Amsterdam, 6 februari 1997.
Aan de Gemeenteraad
Bij uw besluiten van 27 november 1996 heeft u besloten:
a de voordracht inzake het zuidelijke tracé van de Noord-Zuidlijn voor
kennisgeving aan te nemen (nr. 727);
b in te stemmen met het Programma van Eisen voor het kerntraject
Noord-Zuidlijn (nr. 728);
c in te stemmen met de schaderegeling Noord-Zuidlijn (nr. 729);
d in te stemmen met de voorgestelde concept-samenwerkingovereenkomst
Noord-Zuidlijn (nr. 730);
e in te stemmen met de aanleg van de Noord-Zuidlijn (nr. 731).
Naar aanleiding van deze besluiten hebben D. Nebendahl en anderen bij
brief op het Stadhuis binnengekomen op 8 januari 1997 een bezwaarschrift
ingediend als bedoeld in de Algemene wet bestuursrecht (Awb).

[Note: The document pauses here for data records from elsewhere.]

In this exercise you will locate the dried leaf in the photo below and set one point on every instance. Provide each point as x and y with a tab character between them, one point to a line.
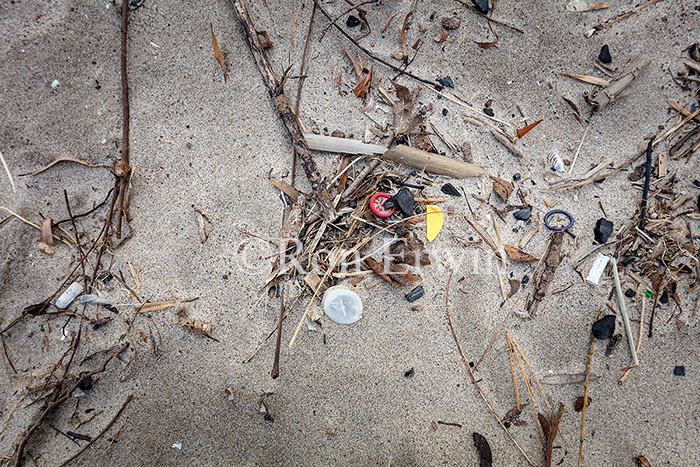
195	326
578	403
405	120
518	255
65	159
502	188
434	220
363	86
587	79
46	235
482	446
524	130
286	188
217	52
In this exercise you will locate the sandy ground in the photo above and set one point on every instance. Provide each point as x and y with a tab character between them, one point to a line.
199	140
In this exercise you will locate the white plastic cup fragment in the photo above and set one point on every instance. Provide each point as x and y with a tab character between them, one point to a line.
69	295
342	305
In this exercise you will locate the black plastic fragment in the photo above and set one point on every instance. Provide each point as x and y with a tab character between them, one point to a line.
603	229
415	294
604	55
449	189
404	200
604	328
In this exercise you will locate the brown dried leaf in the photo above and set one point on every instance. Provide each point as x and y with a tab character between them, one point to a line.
518	255
362	87
46	235
484	450
502	188
578	403
217	52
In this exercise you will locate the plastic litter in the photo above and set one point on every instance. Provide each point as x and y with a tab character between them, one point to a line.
69	295
342	305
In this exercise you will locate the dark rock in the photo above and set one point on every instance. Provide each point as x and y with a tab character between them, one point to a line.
481	5
604	328
523	214
353	21
602	230
414	294
447	82
449	189
404	200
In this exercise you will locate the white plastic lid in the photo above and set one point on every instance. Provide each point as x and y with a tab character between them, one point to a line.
342	305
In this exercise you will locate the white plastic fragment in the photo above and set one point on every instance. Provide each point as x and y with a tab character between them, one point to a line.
342	305
601	262
69	295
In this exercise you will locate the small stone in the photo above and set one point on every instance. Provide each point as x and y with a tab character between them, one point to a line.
450	22
449	189
481	5
415	294
447	82
523	214
602	230
353	21
604	328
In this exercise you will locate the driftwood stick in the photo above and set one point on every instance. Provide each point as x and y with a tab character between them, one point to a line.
276	90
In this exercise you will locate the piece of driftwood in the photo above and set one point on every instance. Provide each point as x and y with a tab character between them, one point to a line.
412	157
552	258
276	90
617	87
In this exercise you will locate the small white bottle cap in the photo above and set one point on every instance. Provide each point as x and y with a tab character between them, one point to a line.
342	305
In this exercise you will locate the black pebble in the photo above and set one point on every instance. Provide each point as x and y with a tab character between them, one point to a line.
447	82
414	294
604	328
354	21
523	214
481	5
86	384
602	230
404	200
449	189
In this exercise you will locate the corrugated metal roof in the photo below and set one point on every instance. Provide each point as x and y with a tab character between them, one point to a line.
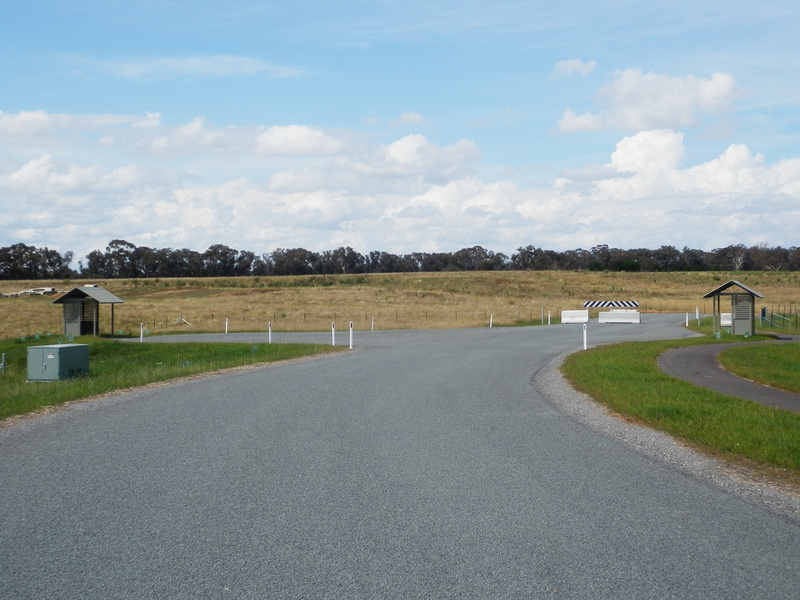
731	283
101	295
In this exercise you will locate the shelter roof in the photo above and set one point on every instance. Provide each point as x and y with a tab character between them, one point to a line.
102	296
718	291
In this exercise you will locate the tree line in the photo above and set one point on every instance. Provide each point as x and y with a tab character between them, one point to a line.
122	259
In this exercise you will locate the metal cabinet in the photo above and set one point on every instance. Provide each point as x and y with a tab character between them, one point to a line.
57	361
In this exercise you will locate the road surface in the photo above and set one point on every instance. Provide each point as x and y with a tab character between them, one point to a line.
423	464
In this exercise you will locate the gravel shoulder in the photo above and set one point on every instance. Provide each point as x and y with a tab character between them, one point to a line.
778	498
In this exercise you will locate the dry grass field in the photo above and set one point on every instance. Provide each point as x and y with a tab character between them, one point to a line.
385	301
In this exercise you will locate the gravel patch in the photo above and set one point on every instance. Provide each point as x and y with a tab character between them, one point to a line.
757	490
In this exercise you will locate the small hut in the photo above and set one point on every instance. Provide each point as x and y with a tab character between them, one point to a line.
82	309
742	307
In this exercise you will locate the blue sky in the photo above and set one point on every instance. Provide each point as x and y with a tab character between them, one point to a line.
399	126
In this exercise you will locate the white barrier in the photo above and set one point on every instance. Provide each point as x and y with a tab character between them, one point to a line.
620	316
574	316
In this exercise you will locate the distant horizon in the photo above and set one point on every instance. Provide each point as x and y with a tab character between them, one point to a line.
123	259
406	127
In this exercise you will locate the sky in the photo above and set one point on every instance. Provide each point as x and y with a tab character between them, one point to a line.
399	126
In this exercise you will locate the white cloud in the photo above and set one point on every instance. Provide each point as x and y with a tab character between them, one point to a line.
565	68
296	140
259	188
639	101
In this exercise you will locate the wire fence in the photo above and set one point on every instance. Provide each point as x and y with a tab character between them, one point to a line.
780	318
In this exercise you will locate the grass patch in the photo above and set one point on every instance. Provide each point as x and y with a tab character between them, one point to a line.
117	365
626	378
776	364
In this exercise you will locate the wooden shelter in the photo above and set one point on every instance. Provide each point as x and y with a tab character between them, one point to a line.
82	309
742	307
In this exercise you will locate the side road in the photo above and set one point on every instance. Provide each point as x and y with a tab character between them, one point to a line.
700	365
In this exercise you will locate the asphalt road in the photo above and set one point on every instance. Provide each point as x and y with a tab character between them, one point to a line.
423	464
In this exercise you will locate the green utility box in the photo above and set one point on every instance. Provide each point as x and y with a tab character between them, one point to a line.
58	361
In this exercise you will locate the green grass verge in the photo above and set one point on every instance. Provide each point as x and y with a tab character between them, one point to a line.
117	365
776	364
626	378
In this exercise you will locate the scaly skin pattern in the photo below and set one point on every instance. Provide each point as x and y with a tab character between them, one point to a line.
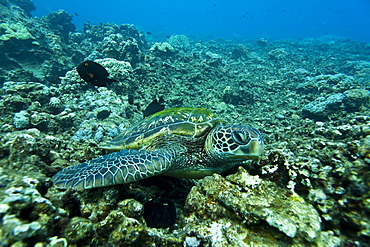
125	166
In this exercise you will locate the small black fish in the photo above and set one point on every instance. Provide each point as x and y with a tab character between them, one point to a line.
94	74
154	107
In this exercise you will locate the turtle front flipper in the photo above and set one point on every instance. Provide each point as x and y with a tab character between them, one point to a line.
121	167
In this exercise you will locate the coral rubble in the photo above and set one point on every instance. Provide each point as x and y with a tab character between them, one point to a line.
309	97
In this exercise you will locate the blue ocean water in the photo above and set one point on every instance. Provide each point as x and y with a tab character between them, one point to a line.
284	19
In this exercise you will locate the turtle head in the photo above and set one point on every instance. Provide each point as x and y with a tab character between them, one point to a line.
233	143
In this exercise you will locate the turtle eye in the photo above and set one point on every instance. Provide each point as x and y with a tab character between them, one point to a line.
240	137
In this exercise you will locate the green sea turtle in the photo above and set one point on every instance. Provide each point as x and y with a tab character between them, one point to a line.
181	142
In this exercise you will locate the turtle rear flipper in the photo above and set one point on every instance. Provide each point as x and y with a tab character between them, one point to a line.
121	167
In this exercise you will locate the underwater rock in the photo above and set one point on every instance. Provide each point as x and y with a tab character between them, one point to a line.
26	215
14	31
321	107
163	49
26	5
337	83
276	215
180	42
159	213
355	98
277	53
240	52
78	231
61	23
21	120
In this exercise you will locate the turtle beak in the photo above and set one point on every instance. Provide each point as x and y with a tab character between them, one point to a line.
253	150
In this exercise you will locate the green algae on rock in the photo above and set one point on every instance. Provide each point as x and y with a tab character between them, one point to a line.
253	211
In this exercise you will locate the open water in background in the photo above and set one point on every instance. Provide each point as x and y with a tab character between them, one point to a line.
283	19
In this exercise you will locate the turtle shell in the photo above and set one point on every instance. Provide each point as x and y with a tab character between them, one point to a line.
184	121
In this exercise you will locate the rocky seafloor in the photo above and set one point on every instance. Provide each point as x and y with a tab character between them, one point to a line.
309	97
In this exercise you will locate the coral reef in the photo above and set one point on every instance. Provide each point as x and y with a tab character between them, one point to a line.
310	188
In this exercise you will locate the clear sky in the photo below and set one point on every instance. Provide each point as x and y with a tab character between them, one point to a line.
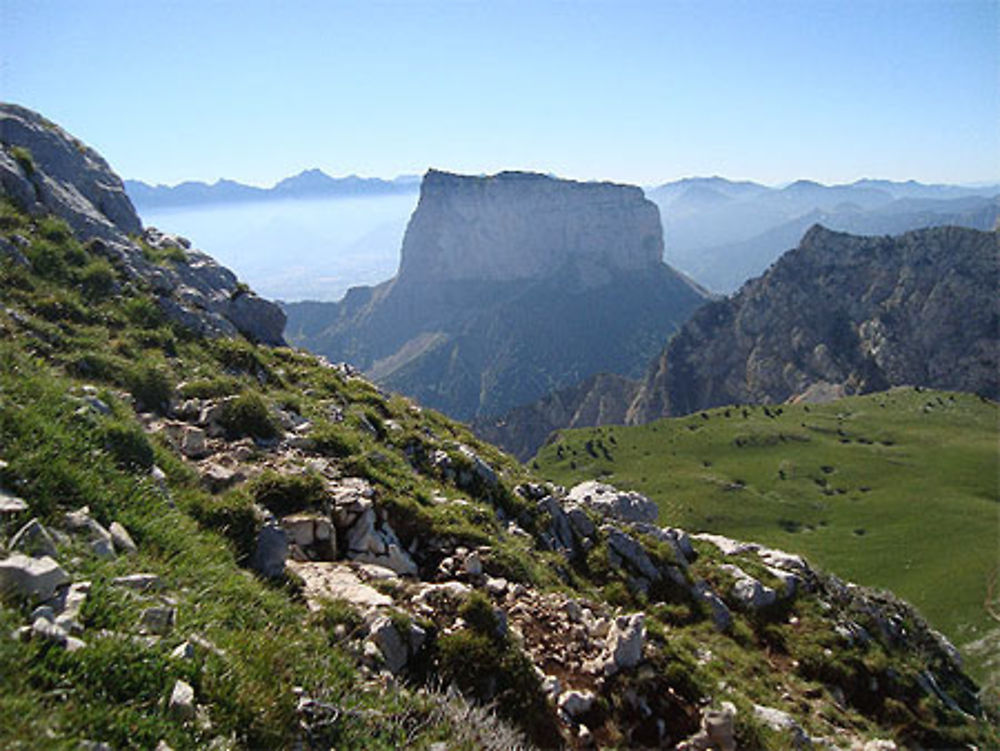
641	92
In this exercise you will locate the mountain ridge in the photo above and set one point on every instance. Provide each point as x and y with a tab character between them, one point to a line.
508	286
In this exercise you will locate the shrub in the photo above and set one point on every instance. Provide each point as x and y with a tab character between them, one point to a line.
248	415
211	388
97	279
151	387
128	445
286	494
477	611
22	155
335	439
233	516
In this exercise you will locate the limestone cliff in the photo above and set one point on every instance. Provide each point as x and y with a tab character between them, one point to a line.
841	314
509	287
43	169
520	225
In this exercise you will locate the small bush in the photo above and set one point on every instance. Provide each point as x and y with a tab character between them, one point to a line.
143	312
335	439
248	415
128	445
151	387
233	516
97	279
22	155
211	388
286	494
477	611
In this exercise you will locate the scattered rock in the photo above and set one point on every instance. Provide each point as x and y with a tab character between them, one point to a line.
271	551
11	504
625	642
396	648
181	703
24	576
44	628
122	539
749	593
158	620
612	503
575	703
141	582
336	581
81	522
784	723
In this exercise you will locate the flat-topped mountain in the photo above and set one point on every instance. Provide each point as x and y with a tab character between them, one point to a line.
509	287
841	314
520	225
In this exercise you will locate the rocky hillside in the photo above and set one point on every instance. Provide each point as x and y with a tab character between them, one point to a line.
44	170
206	542
839	315
722	233
509	287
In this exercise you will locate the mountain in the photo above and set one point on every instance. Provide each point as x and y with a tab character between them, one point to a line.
722	233
842	313
509	286
313	183
47	171
212	542
892	489
838	315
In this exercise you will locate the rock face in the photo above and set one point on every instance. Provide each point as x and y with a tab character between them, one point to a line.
519	225
45	170
603	399
841	314
509	287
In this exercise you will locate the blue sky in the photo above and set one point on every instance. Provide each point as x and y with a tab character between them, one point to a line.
641	92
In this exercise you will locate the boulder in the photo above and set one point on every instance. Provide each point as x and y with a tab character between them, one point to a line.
623	548
271	551
181	703
11	504
158	620
81	522
335	581
397	648
369	543
33	539
24	576
748	593
140	582
783	723
625	642
122	539
575	703
612	503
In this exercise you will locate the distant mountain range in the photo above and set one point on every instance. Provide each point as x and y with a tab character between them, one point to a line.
722	233
312	183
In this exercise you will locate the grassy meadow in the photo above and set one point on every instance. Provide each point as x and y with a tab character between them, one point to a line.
896	489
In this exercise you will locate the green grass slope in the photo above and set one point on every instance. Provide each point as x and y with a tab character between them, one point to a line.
896	490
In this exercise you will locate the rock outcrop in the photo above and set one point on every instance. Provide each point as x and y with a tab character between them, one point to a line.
45	170
509	286
523	226
841	314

Bij brief, gedateerd 30 december 1996, heeft mevr. E. Visser, op
persoonlijke titel en namens de Stichting Behou Gerard Dou, een
bezwaarschrift ingediend tegen uw besluit, vermeld onder b.
Naar aanleiding van uw besluit, vermeld onder e, heeft mevr. E. Visser voor
zichzelf en namens de Stichting Behou Gerard Dou, M. Colman en anderen
op 8 januari 1997 (datum poststempel) een bezwaarschrift ingediend.
Deze bezwaarschriften zijn vervolgens ter advisering in handen gesteld van
de Commissie voor bezwaar- en beroepschriften.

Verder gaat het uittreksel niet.